Tras la pelea con el Gobierno, Techint aumenta inversiones en el exterior

Uno de los puntos de conflicto con el Gobierno fue que le exigía a la compañía aumentar las inversiones en el país y dejar las ganancias en la Argentina

En medio del conflicto con el gobierno de Cristina Fernández, el titular del grupo Techint, Paolo Rocca, hizo una fuerte defensa del modelo de internacionalización que despliega desde hace casi dos décadas el mayor holding siderúrgico argentino. En esta ciudad, al sur de México, inauguró un proyecto de Tenaris-Tamsa que le permite a la filial de Veracruz convertirse en la mayor planta del mundo para la fabricación de tubos de acero sin costura, un producto premium utilizado en la industria petrolera.

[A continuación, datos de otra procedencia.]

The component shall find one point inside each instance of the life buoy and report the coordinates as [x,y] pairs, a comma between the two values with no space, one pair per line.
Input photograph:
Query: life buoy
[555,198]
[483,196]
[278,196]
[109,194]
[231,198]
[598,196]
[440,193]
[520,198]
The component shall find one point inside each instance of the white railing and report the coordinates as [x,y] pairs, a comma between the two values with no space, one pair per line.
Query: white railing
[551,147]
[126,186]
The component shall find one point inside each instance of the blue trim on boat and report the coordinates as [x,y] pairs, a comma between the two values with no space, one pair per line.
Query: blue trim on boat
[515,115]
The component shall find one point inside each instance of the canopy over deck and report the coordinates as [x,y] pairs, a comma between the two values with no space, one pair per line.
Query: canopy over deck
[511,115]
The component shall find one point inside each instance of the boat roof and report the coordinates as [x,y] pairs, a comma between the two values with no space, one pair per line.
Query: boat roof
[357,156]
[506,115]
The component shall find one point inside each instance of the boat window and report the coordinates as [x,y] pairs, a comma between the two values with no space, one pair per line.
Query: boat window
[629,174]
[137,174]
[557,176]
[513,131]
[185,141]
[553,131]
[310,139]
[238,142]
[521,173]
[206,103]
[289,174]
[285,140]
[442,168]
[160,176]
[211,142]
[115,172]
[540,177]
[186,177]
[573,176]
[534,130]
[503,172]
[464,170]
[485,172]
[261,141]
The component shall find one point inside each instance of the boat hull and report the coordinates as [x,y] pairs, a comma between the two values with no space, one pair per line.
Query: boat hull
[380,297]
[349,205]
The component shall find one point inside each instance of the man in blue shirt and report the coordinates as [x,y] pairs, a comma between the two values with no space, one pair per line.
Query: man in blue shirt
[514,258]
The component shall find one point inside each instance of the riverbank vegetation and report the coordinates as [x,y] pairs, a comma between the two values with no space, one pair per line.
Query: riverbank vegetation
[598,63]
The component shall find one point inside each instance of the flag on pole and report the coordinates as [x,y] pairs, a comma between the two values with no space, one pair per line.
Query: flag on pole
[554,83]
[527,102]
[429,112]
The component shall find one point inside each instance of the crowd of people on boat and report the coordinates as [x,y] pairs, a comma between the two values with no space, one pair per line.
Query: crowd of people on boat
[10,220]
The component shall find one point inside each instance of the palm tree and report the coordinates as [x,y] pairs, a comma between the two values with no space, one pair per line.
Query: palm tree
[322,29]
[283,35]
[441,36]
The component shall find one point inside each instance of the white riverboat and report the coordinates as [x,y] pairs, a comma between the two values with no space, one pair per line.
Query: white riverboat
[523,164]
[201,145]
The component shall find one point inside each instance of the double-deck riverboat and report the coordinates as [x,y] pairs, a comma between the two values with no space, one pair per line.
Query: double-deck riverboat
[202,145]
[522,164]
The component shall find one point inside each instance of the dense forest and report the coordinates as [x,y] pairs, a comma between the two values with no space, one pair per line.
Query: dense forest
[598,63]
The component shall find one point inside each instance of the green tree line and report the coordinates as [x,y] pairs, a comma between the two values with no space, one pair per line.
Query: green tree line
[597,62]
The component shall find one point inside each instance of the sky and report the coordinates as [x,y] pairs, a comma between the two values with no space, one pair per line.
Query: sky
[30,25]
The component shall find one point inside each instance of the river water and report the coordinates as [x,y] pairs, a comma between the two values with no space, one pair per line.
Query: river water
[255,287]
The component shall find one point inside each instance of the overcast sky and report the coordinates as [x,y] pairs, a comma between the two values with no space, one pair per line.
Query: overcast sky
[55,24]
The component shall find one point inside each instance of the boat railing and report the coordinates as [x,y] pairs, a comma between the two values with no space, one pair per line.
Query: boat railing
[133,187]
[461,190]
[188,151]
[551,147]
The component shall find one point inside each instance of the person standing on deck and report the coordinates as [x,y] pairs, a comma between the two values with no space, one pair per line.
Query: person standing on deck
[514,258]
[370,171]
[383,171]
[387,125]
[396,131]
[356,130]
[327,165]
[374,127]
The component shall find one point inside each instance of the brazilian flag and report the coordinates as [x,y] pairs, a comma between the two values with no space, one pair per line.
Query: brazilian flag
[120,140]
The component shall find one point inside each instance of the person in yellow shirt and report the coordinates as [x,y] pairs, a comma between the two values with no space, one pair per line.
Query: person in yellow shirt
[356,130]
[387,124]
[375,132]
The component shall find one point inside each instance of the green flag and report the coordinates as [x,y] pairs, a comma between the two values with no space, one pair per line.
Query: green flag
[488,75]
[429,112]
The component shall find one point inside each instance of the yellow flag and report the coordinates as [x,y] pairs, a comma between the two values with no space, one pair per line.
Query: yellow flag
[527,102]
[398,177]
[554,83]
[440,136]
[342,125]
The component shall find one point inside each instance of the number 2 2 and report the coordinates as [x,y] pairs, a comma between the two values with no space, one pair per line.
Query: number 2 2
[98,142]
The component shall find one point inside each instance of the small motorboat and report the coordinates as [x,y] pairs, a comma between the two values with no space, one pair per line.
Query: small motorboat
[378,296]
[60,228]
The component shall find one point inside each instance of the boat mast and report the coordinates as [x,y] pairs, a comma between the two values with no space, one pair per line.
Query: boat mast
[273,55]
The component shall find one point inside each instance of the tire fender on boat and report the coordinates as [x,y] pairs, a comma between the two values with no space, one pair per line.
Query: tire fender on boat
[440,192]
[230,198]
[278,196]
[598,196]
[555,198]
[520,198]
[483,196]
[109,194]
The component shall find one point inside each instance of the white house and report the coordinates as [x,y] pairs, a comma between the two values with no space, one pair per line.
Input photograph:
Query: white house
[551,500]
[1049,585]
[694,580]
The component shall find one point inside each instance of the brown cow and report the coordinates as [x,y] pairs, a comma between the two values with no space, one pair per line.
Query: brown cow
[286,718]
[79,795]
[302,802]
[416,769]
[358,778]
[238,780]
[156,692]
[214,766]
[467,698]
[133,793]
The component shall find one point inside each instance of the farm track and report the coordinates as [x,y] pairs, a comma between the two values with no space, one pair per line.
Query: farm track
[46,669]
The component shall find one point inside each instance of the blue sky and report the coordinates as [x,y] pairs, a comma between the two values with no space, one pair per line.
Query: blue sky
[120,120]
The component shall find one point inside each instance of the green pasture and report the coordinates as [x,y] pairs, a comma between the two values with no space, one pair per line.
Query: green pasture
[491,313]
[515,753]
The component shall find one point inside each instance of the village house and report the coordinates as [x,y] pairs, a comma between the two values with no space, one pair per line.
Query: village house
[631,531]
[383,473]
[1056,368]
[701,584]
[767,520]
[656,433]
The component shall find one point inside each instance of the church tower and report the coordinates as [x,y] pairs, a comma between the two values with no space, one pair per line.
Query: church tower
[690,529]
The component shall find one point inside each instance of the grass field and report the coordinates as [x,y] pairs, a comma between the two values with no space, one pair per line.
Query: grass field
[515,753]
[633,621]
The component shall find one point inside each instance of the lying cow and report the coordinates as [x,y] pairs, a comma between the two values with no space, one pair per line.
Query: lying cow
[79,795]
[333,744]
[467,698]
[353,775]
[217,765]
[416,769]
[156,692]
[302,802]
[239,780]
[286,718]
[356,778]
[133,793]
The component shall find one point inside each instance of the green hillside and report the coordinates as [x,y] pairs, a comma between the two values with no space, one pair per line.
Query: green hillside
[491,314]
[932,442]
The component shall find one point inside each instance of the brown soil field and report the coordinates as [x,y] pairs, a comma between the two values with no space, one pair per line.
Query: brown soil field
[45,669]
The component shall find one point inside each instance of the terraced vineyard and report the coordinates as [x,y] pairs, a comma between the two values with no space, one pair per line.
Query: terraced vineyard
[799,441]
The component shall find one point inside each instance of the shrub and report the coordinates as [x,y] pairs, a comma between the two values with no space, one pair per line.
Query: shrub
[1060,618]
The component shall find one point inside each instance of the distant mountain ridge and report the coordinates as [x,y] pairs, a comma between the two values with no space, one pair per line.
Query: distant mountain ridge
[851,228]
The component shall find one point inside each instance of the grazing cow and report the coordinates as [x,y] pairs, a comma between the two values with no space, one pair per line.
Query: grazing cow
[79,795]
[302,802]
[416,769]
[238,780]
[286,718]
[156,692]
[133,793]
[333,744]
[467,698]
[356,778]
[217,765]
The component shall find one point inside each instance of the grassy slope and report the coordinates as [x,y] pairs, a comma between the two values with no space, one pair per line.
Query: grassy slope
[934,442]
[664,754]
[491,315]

Se trata de una especialidad que Siderca inició en Campana, en la provincia de Buenos Aires, y hoy Tenaris –el mayor grupo del mundo en su especialidad– lleva a cabo en más de 25 países. “Queremos crecer a nivel global”, fue una frase repetida por el titular del mayor grupo industrial argentino. Es una máxima que va en contra del pedido del Gobierno de focalizar el esfuerzo inversor puertas adentro de la Argentina y es uno de los motivos que sembró diferencias en la hasta hace dos años “inquebrantable” relación de Techint con el kirchnerismo. Es, también, uno de los argumentos por los cuales el holding rechazó el ingreso de Axel Kiciloff, un hombre de “La Cámpora” y número dos de Aerolíneas Argentinas, en el directorio de la empresa.

Siempre que se lo consultó, el titular de Techint rechazó con fastidio la pregunta por la situación del grupo en el país. “Me preguntan sobre la Argentina cuando estamos en Veracruz”, reprochó.

Sin hacer una mención expresa, Rocca marcó diferencias entre la situación que su empresa vive en México y los negocios en la Argentina. Muy enfático y con visible entusiasmo, aseguró que “no podríamos haber llevado adelante esta obra sin el apoyo permanente y el compromiso de usted, señor presidente”. En la primera fila del improvisado auditorio –emplazado en la calurosa nave industrial que contiene al nuevo laminador continuo que se inauguró ayer– el destinatario de esta frase era el primer mandatario de México, Felipe Calderón.

Lejos del buen gusto y la predilección por la alta costura que se le reconoce a la presidenta Cristina Fernández, su par mexicano vistió una guayabera (un estilo de camisa de uso corriente en estas tierras) a tono con el calor del día, muy similar al atuendo de Rocca.

Minutos después, el presidente de la segunda mayor economía de Latinoamérica, después de Brasil, le devolvió el favor colmándolo de elogios a él y a Tenaris. “Mi estimado Paolo Rocca, gracias por invitarme y por su confianza en México”, saludó Calderón.

Elección

La elección de Veracruz para radicar la inversión no fue ingenua: bañan sus costas las aguas del Golfo de México, una efervescente zona de producción petrolera.

El presidente de Techint también se refirió al ministro de Economía, Bruno Ferrari, como “el amigo” y remarcó que la inserción en el mundo de “nuestros países” puede acelerar un crecimiento económico y social fundado sobre “la iniciativa privada y sostenido por el Estado, en un clima de paz, de diálogo, de seguridad y de convivencia civil”.

Con la inauguración del laminador continuo, que costó u$s 850 millones, la planta de Veracruz pasó a ser la mayor productora de tubos de acero sin costura del grupo, con una capacidad de 1,2 millones de toneladas anuales. La empresa tiene inversiones en marcha por u$s 6.000 millones en estas tierras.

En segundo término quedó Siderca, en Campana, con 1 millón de toneladas, y más atrás Dalmine, en Italia.

En el grupo aseguran, sin embargo, que su estrategia de crecimiento es global porque deben atender lo más cerca posible a sus mercados. Y que el futuro de la empresa es impensable sin la Argentina, desde donde emigran ejecutivos e ingenieros al resto del mundo.

De acuerdo con su capitalización, Tenaris vale unos u$s 28.000 millones, y el año pasado tuvo ventas por u$s 7.700 millones.